Berita Bali

Tim Hukum Unud Bantah Kerugian Negara, Lanjutan Sidang Praperadilan Rektor Dalam Kasus SPI

Penulis: Putu Candra
Editor: Anak Agung Seri Kusniarti
AA

Text Sizes

Medium

Large

Larger

Sidang praperadilan Rektor Unud, Prof Antara melawan Kejati Bali kembali digelar di PN Denpasar.

TRIBUN-BALI.COM - Sidang praperadilan Rektor Universitas Udayana (Unud), Prof DR Ir I Nyoman Gde Antara MEng, selaku Pemohon melawan Kejaksaan Tinggi (Kejati) Bali sebagai Termohon kembali bergulir di Pengadilan Negeri (PN) Denpasar, Rabu (26/4).

Sidang kali ini mengagendakan pembacaan tanggapan (replik), oleh tim kuasa hukum Unud atas jawaban Termohon.

Diketahui, Prof Antara menempuh upaya hukum praperadilan terkait penetapan tersangka oleh penyidik pidana khusus (pidsus) Kejati Bali.

Prof Antara ditetapkan sebagai tersangka dalam perkara dugaan korupsi penyalahgunaan dana Sumbangan Pengembangan Institusi (SPI) mahasiswa baru (maba) seleksi jalur mandiri Unud tahun 2018-2022.

Baca juga: Diprediksi 20 Ribu Lebih Penumpang Domestik Hari Ini Tinggalkan Bali Melalui Bandara Ngurah Rai

Baca juga: Budi Gunawan Terlibat Pencurian Kayu, Begini Kronologinya Kata Polsek Kerambitan Tabanan

Sidang praperadilan Rektor Unud, Prof Antara melawan Kejati Bali kembali digelar di PN Denpasar. (Tribun Bali/Putu Candra)

Sementara itu, dalam replik setebal 28 halaman, tim hukum Unud yang dimotori Nyoman Sukandia, Gede Pasek Suardika membantah semua jawaban Termohon yang telah dibacakan dalam sidang sebelumnya, di antaranya terkait bukti kerugian keuangan negara.

"Kami menegaskan lagi bahwa jawaban yang disampaikan oleh Termohon pada sidang sebelumnya itu kami bantah dengan sangat presisi. Terutama dalam kasus korupsi yang paling penting adalah bukti adanya kerugian keuangan negara. Sampai sekarang itu tidak muncul.

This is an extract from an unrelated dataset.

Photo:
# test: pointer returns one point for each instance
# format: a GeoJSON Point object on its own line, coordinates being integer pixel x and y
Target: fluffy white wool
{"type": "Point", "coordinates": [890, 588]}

Bagaimana bukti yang paling penting itu tidak muncul dengan alasan itu kewenangan yang bersangkutan (Termohon)," tegas Gede Pasek Suardika ditemui seusai sidang praperadilan.

Pula soal kewenangan dibantah tim hukum Unud. Dikatakan Pasek Suardika, dalam kasus korupsi harus muncul bukti kerugian keuangan negara. Di mana lembaga yang berwenang dalam melakukan audit kerugian keuangan negara adalah BPK dan BPKP.

"Tadi juga kami bantah soal kewenangan itu. Karena kejaksaan esensinya sebagai penyidik sudah ada di KUHP. Di Undang-undang Kejaksaan juga tidak ada satu pun kewenangan untuk melakukan audit terhadap kerugian negara. Justru yang ada kewenangan di BPK dan BPKP," ujarnya.

Pihaknya pun berharap dalam duplik Jaksa Penuntut Umum (JPU) yang akan dibacakan, Kamis (27/4), di persidangan muncul kerugian keuangan negara berdasarkan audit dari BPK atau BPKP. Bukan berdasarkan audit internal kejaksaan.

Rektor Unud, Prof Antara didampingi tim kuasa hukumnya, Gede Pasek Suardika dkk saat menjalani pemeriksaan di Kejati Bali. (Tribun Bali/Putu Candra)

"Karena kita berkutat di kasus korupsi. Tidak akan pernah ada korupsi kalau tidak ada kerugian keuangan negara. Sampai sekarang bukti itu tidak muncul. Di dalam jawaban jaksa pun tidak muncul," ucap advokat, politikus sekaligus Ketua Partai Kebangkitan Nusantara (PKN) ini.

Kembali disinggung soal audit iternal kejaksaan yang digunakan dalam kasus SPI, pria yang disapa GPS ini kembali menegaskan, lembaga yang berwenang melakukan audit adalah BPK atau BPKP dan itu telah diatur dalam konstitusi.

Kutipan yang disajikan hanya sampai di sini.